MONTREAL — As Egyptians await the results of their country’s first truly democratic presidential election this week, some anxious expats in Canada worry about the aftermath.
The first round of voting featured 13 candidates ranging from liberals to ultra-conservatives might have presented a wide array of options but expats have limited hopes regardless of who wins.
Samaa Elibyari, an Egyptian established in Montreal since the 1970s, called it a historic moment for which the country is unprepared.
“(Hosni) Mubarak never gave anyone else the chance to experience what it was like to lead a country,” she said, “so we’re left with all these inexperienced candidates who may or may not have what it takes to run a truly democratic society.”
The road to this landmark election has been beset by disqualifications. Ten of the 23 nominees originally in the running were dismissed for “legal irregularities.”
About 10 per cent of Egyptians live outside the country, including 60,000 in Canada, and their sense of relief over the arrival of democracy is tinged with worry.
Elibyari has been paying close attention to the debates, on television and YouTube, and she also receives updates on a regular basis from the candidates’ representatives stationed across Canada.
She is wary of the superficial promises she’s heard.
“I’m generally concerned with candidates who say they can raise minimum wage,” Elibyari said.
“The massive gap between the rich and the poor will not likely be closed in the near future. The practical problems, such as the transportation crisis, haven’t been addressed yet. I think these promises are only catering to popular sentiment.”
On May 10, millions of Egyptians tuned into two private satellite channels to watch the country’s first-ever presidential debate.
Two of the frontrunners, Amr Moussa and Abdel-Moneim Abul-Futouh, participated in a marathon event that lasted close to four-and-a-half hours. A variety of promises were made by both candidates as they tried to appeal to their secular and Islamist fanbases.
Despite the stated interest from Egyptians living in Canada, only a tiny fraction of eligible voters in Montreal turned up at the Egyptian Consulate to vote last week, according to Adel Iskander, president of the Egyptian Canadian Friendship Association. He estimates no more than 10 per cent voted.
With nothing more than a provisional constitution in place, some wonder how the next president will even be able to carry out his functions.
A professor emeritus of political science at Concordia University, Henri Habib, believes the lack of guidelines will pose a serious threat to Egypt’s next president.
“The candidates have no idea what kind of power they’re going to inherit,” he said.
“If I were in their position, I would want to know what kind of power I’m getting. In my opinion the real power remains with the 20 members of the SCAF (Supreme Council of the Armed Forces), who are supposed to relinquish power at the end of June but, then again, who wants to do that?”

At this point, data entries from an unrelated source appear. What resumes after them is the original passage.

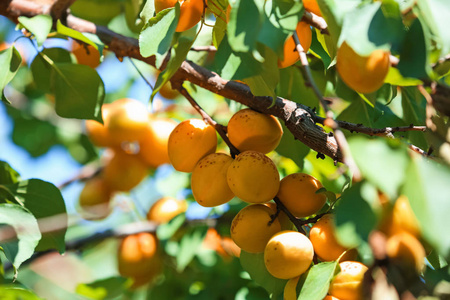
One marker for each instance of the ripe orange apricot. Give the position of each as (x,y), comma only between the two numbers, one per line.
(95,199)
(251,130)
(290,55)
(406,250)
(137,255)
(364,74)
(298,194)
(252,228)
(312,6)
(288,254)
(209,180)
(127,120)
(153,146)
(98,133)
(348,283)
(191,12)
(189,142)
(165,209)
(124,171)
(323,238)
(253,177)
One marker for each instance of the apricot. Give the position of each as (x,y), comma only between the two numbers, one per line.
(124,171)
(323,238)
(252,228)
(288,254)
(137,255)
(406,250)
(165,209)
(98,133)
(251,130)
(189,142)
(153,146)
(290,289)
(127,120)
(290,54)
(191,12)
(95,199)
(253,177)
(347,285)
(364,74)
(298,194)
(209,180)
(312,6)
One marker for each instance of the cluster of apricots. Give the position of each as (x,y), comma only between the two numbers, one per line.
(137,142)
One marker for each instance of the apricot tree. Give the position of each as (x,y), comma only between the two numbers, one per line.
(283,148)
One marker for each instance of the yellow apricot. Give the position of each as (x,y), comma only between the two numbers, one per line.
(290,54)
(298,194)
(127,120)
(95,199)
(288,254)
(323,238)
(312,6)
(153,146)
(189,142)
(364,74)
(253,177)
(137,255)
(252,228)
(347,285)
(406,250)
(191,12)
(98,133)
(251,130)
(209,180)
(124,171)
(290,289)
(165,209)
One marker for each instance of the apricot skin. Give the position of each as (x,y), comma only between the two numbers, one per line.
(189,142)
(290,55)
(153,147)
(323,238)
(251,130)
(253,177)
(209,180)
(298,194)
(288,254)
(165,209)
(363,74)
(250,228)
(347,285)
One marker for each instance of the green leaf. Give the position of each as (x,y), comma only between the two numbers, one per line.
(281,19)
(156,35)
(44,200)
(26,229)
(357,213)
(378,169)
(235,65)
(177,57)
(7,174)
(244,25)
(40,26)
(108,288)
(317,281)
(254,264)
(79,91)
(427,189)
(10,61)
(291,148)
(42,70)
(190,242)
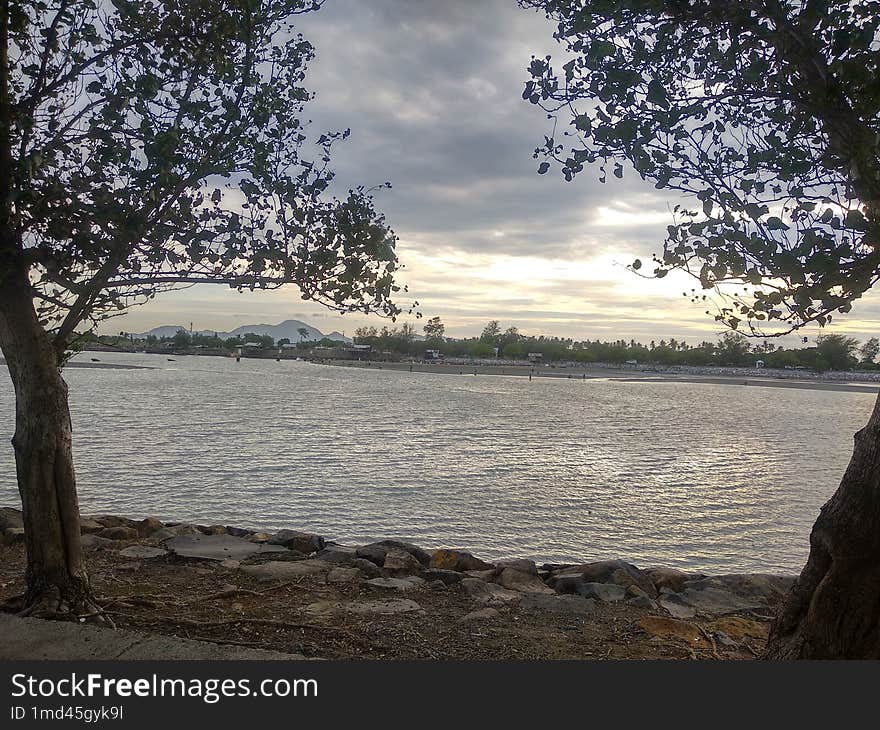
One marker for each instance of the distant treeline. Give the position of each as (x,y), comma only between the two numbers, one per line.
(830,352)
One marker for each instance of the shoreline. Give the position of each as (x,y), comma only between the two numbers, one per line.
(297,592)
(620,375)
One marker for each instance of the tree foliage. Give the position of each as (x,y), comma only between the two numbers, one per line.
(764,115)
(152,144)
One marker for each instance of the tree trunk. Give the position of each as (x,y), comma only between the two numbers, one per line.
(833,609)
(57,581)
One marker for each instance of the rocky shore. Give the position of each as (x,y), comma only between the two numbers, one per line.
(296,591)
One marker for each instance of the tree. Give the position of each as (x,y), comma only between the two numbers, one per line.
(869,350)
(434,329)
(491,332)
(766,114)
(733,349)
(837,351)
(146,145)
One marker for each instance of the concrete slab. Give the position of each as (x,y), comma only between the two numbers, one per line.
(218,547)
(30,638)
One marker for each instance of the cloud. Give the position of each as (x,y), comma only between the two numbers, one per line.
(432,93)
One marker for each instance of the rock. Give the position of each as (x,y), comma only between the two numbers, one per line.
(576,605)
(489,593)
(738,627)
(142,552)
(182,529)
(217,547)
(118,533)
(213,530)
(344,575)
(9,518)
(605,592)
(617,572)
(487,575)
(13,535)
(114,521)
(89,527)
(677,606)
(641,602)
(283,570)
(673,628)
(483,614)
(457,560)
(399,584)
(93,542)
(633,591)
(148,526)
(520,564)
(166,533)
(304,542)
(348,559)
(375,551)
(667,578)
(516,580)
(447,576)
(384,607)
(398,562)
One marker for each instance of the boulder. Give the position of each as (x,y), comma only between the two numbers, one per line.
(667,578)
(398,584)
(457,560)
(382,607)
(575,605)
(214,530)
(482,614)
(448,577)
(677,607)
(488,593)
(88,526)
(93,542)
(143,552)
(148,526)
(604,592)
(673,628)
(398,562)
(10,517)
(520,564)
(641,602)
(115,521)
(217,547)
(285,570)
(344,575)
(119,532)
(375,551)
(303,542)
(516,580)
(617,572)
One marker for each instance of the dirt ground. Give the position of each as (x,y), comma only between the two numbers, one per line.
(198,599)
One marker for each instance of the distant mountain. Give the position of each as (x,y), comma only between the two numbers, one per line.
(288,329)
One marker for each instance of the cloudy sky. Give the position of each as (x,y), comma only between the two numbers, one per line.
(431,90)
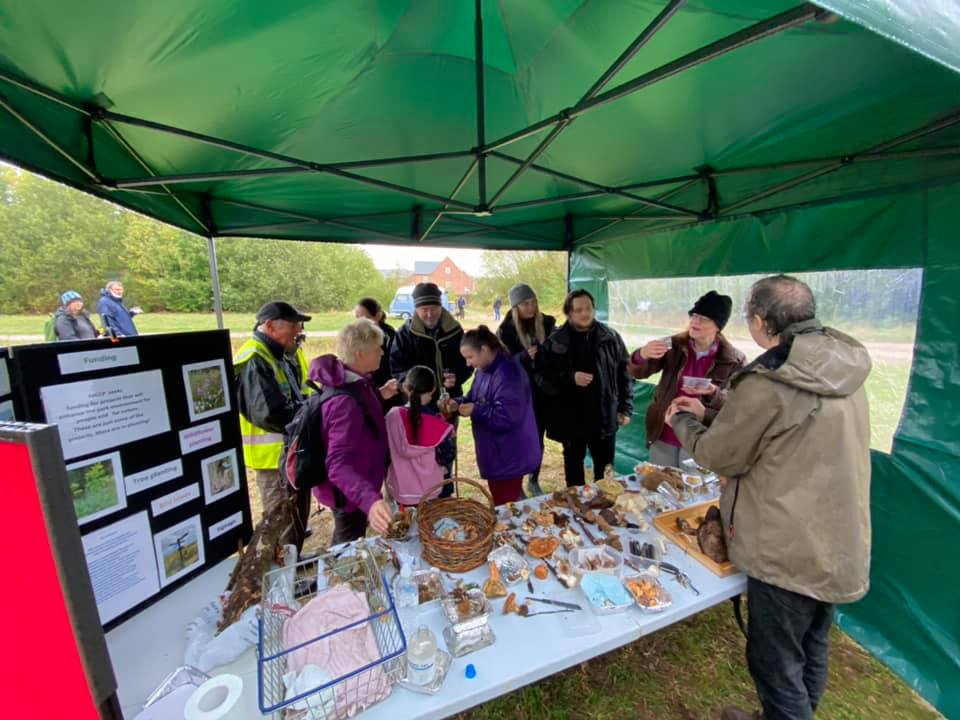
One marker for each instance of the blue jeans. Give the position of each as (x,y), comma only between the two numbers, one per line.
(787,649)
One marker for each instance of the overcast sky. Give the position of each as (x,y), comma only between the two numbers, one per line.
(387,257)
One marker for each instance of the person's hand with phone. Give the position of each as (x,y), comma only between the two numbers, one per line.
(582,379)
(655,349)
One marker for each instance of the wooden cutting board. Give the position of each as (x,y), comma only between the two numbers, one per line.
(667,524)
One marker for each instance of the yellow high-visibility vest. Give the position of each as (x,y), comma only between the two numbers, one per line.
(262,448)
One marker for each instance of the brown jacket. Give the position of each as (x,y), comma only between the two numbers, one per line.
(726,362)
(794,439)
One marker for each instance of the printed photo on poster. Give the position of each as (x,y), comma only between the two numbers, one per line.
(122,565)
(206,387)
(221,477)
(97,488)
(179,550)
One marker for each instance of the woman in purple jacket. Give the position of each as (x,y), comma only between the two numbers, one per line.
(354,433)
(500,408)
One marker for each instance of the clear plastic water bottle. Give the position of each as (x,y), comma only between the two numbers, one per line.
(406,593)
(421,656)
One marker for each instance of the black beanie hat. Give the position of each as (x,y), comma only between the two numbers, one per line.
(426,294)
(714,306)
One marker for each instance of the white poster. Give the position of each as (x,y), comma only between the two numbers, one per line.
(179,550)
(91,360)
(146,479)
(122,566)
(175,499)
(225,525)
(96,485)
(108,412)
(221,476)
(199,437)
(206,387)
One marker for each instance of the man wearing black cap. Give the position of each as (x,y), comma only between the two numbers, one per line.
(700,352)
(432,338)
(271,374)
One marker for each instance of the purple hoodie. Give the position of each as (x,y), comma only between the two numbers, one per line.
(356,446)
(504,426)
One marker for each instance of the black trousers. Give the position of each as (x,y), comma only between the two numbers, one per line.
(787,649)
(348,526)
(602,449)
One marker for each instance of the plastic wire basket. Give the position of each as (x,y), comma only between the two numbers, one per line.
(341,696)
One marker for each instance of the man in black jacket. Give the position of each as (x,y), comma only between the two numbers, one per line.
(583,371)
(432,338)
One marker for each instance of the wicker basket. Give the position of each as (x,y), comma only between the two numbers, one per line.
(457,555)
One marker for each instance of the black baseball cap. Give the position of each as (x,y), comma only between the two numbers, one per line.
(279,310)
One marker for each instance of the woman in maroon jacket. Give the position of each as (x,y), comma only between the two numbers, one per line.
(700,352)
(354,433)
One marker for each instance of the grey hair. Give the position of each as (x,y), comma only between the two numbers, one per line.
(357,336)
(780,301)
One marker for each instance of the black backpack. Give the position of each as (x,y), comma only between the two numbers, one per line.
(303,459)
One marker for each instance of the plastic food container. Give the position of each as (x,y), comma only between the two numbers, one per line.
(647,592)
(429,585)
(605,594)
(694,383)
(513,567)
(602,559)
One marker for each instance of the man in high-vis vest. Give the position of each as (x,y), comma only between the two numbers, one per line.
(271,373)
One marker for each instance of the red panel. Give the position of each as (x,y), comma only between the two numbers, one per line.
(43,672)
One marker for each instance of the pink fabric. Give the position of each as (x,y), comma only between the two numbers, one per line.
(695,367)
(341,653)
(413,466)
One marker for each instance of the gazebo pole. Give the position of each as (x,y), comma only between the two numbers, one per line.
(215,281)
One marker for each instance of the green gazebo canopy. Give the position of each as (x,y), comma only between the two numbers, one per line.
(369,121)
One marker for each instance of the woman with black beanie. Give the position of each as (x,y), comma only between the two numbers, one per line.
(370,309)
(699,352)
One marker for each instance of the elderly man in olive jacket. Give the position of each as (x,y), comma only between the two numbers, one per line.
(794,440)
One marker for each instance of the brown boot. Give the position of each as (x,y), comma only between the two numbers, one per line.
(733,713)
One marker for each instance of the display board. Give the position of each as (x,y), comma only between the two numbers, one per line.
(151,444)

Karim Ali, a student living in Toronto for the past two years, is so discouraged by the lack of organization within government that he never bothered to cast a ballot.
“I didn’t vote because I’m not convinced by this election,” he said.
“How can you elect a president when the guy doesn’t even know what his job description is? Flimsy guidelines make people worried, and anything can happen.”
The focus in Canadian media outlets on the election’s global issues — like Egypt-Israel relations, or the power of Islamism — has superseded other important issues of the vote.
Thomas Woodley, president of Canadians for Justice and Peace in the Middle East, believes the international media focus has been misguided.
“Why are people debating whether Egypt is going to end up with an Islamist government?” he said.
“These elections are more nuanced than that and it’s important not to stray from the point, which is that Egypt is finally having a presidential election.”
The 15-month transition period, in which lawlessness and crime have been serious concerns for public safety, is coming to an end.
The leading candidates so far are Amr Moussa, former secretary-general of the Arab League; Abdel Moneim Aboul Fotouh, formerly a leader of the Muslim Brotherhood; and Ahmed Shafiq, ex-prime minister of Egypt.
None of them is expected to get more than 50 per cent of the vote — so a run-off with the top two candidates will almost certainly take place next month.
The results for the first round of voting are expected on May 29.